Phononic Combs in Lithium Niobate Acoustic Resonators

TL;DR

This paper demonstrates microwave frequency comb generation using thermal nonlinearity in high-Q lithium niobate acoustic resonators, highlighting potential for compact, efficient comb sources in microwave applications.

Contribution

It introduces a novel method of generating microwave frequency combs via thermal nonlinearity in lithium niobate acoustic resonators, expanding the scope of comb technology.

Findings

Comb spacing varies with drive frequency and power

Comb generation relies on nonlinear mixing regimes

Thermal nonlinearity enables efficient comb generation

Abstract

Frequency combs consist of a spectrum of evenly spaced spectral lines. Optical frequency combs enable technologies ranging from timing, LiDAR, and ultra-stable signal sources. Microwave frequency combs are analogous to optical frequency combs, but often leverage electronic nonlinearity for comb generation. Generating microwave frequency combs using piezoelectric mechanical resonators would enable this behavior in a more compact form factor, thanks to the shorter acoustic wavelengths. In this work, we demonstrate a microwave frequency comb leveraging thermal nonlinearity in high quality factor ($Q$) overmoded acoustic resonators in thin film lithium niobate. By providing input power at 257 MHz, which is the sum frequency of two acoustic modes at 86 MHz and 171 MHz, we generate parametric down conversion and comb generation.
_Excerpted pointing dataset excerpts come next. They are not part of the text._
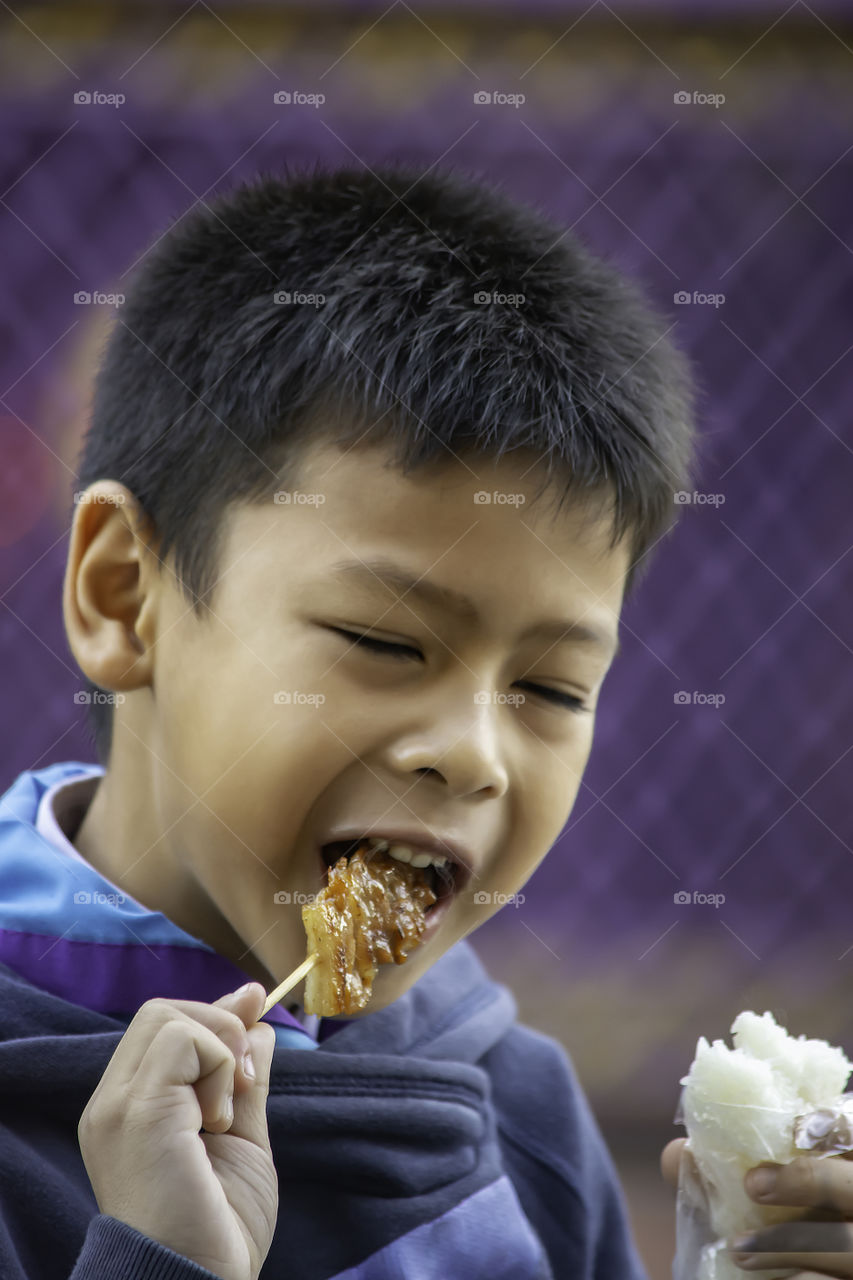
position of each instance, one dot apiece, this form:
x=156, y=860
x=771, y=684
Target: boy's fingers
x=825, y=1184
x=223, y=1022
x=185, y=1052
x=671, y=1159
x=250, y=1104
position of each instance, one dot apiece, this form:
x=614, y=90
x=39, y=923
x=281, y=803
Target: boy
x=316, y=592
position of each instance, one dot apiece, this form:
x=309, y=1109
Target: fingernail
x=761, y=1182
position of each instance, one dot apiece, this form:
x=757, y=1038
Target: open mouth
x=443, y=881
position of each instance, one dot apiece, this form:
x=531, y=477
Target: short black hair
x=425, y=307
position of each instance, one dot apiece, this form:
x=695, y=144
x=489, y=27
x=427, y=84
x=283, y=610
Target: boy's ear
x=110, y=588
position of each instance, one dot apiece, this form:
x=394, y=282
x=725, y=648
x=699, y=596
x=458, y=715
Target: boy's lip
x=423, y=841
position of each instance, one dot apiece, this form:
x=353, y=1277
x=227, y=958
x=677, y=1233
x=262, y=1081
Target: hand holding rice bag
x=769, y=1098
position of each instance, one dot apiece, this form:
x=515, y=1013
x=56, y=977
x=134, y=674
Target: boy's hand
x=821, y=1244
x=211, y=1197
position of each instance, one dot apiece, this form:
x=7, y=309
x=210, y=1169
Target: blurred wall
x=707, y=151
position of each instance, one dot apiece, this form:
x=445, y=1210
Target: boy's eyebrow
x=456, y=602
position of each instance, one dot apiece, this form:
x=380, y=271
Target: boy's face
x=247, y=739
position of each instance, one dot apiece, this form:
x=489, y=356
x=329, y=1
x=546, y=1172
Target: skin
x=821, y=1243
x=215, y=795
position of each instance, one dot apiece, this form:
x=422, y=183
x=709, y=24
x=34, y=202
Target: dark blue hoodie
x=455, y=1143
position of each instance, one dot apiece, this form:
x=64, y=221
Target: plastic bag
x=711, y=1196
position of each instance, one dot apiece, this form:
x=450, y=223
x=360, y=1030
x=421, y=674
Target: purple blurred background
x=747, y=200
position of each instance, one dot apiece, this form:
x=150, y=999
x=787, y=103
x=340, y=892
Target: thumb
x=250, y=1105
x=671, y=1159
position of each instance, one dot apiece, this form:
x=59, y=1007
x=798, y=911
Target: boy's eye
x=387, y=647
x=404, y=650
x=568, y=700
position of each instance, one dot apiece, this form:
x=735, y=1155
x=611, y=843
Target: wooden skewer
x=291, y=981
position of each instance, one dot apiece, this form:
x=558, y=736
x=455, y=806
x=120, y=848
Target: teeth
x=404, y=854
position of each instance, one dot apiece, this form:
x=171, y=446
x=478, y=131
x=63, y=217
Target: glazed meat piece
x=370, y=913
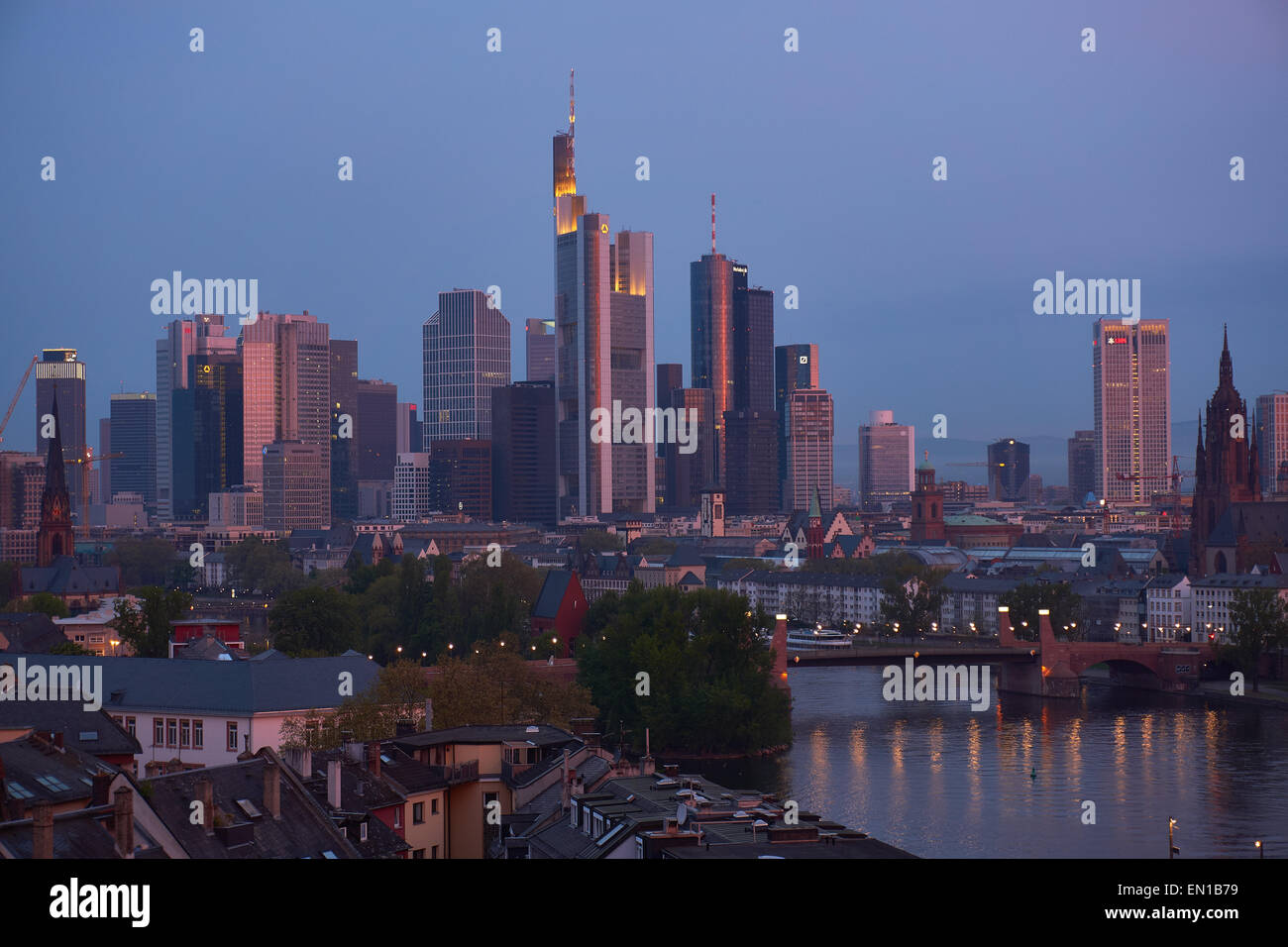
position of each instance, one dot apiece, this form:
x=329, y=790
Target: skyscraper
x=59, y=373
x=541, y=350
x=467, y=354
x=286, y=377
x=1271, y=437
x=795, y=367
x=183, y=338
x=1082, y=466
x=688, y=474
x=344, y=450
x=1008, y=471
x=1132, y=405
x=604, y=337
x=887, y=454
x=134, y=434
x=809, y=444
x=375, y=429
x=206, y=418
x=751, y=483
x=296, y=495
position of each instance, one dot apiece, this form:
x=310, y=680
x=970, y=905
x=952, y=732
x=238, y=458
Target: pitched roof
x=224, y=686
x=303, y=831
x=552, y=594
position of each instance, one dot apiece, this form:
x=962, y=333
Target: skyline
x=1162, y=208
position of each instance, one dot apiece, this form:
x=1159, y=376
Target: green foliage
x=709, y=686
x=313, y=621
x=147, y=629
x=146, y=561
x=496, y=685
x=263, y=566
x=398, y=693
x=1260, y=622
x=42, y=602
x=1024, y=602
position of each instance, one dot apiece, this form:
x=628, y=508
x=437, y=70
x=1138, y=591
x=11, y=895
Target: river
x=943, y=781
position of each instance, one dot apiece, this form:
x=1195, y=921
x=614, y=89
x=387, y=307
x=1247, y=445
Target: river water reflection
x=941, y=781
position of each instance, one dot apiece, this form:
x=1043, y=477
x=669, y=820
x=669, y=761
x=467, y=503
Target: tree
x=496, y=685
x=42, y=602
x=1260, y=621
x=913, y=603
x=312, y=621
x=1024, y=600
x=708, y=684
x=147, y=629
x=397, y=694
x=146, y=561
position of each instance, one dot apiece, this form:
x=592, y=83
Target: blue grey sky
x=223, y=163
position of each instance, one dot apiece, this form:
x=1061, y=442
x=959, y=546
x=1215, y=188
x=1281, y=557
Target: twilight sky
x=223, y=163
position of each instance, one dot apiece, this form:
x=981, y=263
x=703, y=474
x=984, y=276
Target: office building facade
x=887, y=459
x=1132, y=408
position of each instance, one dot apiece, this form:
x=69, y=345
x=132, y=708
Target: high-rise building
x=604, y=337
x=375, y=428
x=1082, y=466
x=419, y=487
x=1008, y=471
x=103, y=468
x=59, y=373
x=795, y=367
x=134, y=436
x=809, y=445
x=541, y=350
x=751, y=483
x=1132, y=405
x=523, y=466
x=183, y=338
x=296, y=493
x=688, y=474
x=408, y=434
x=467, y=354
x=286, y=377
x=344, y=412
x=887, y=453
x=467, y=466
x=1271, y=437
x=1227, y=468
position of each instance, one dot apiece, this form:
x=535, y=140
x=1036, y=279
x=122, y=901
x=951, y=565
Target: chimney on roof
x=124, y=819
x=333, y=784
x=273, y=789
x=101, y=789
x=206, y=796
x=42, y=828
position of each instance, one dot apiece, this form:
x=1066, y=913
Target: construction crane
x=85, y=464
x=16, y=395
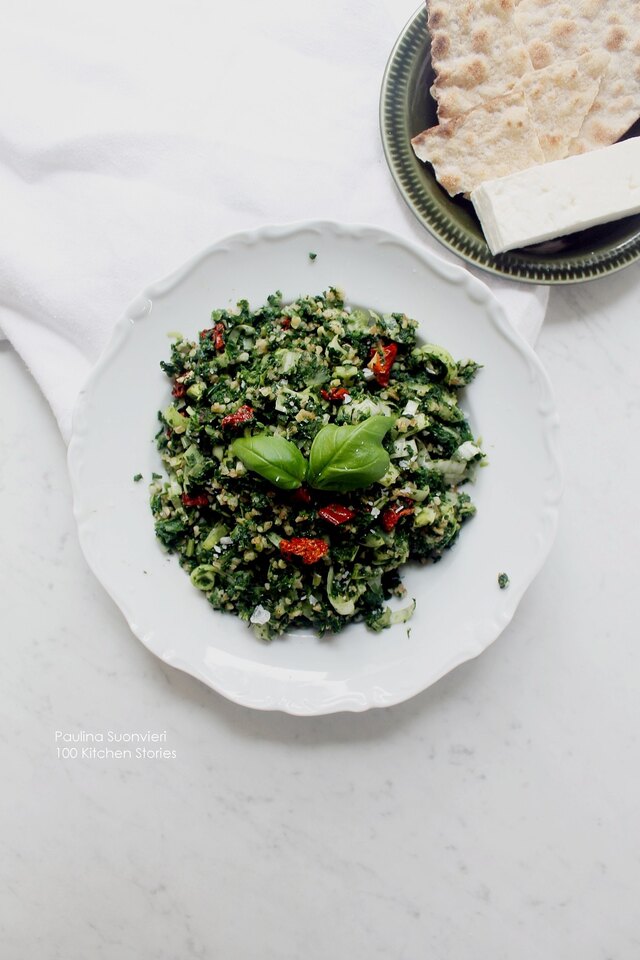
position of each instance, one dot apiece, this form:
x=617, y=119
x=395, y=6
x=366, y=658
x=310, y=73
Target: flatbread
x=617, y=106
x=559, y=98
x=492, y=140
x=476, y=52
x=555, y=30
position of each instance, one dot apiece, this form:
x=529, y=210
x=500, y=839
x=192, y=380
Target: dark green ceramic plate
x=407, y=108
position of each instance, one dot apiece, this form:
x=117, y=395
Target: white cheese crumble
x=467, y=450
x=260, y=615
We explore the nonlinear mixing regimes and the associated conditions for comb generation. Comb spacing is observed to vary significantly with drive frequency and power, and its general behavior is found to rely heavily on initial conditions. This demonstration showcases the potential for further improvement in compact and efficient microwave frequency combs, leveraging nonlinear acoustic resonators.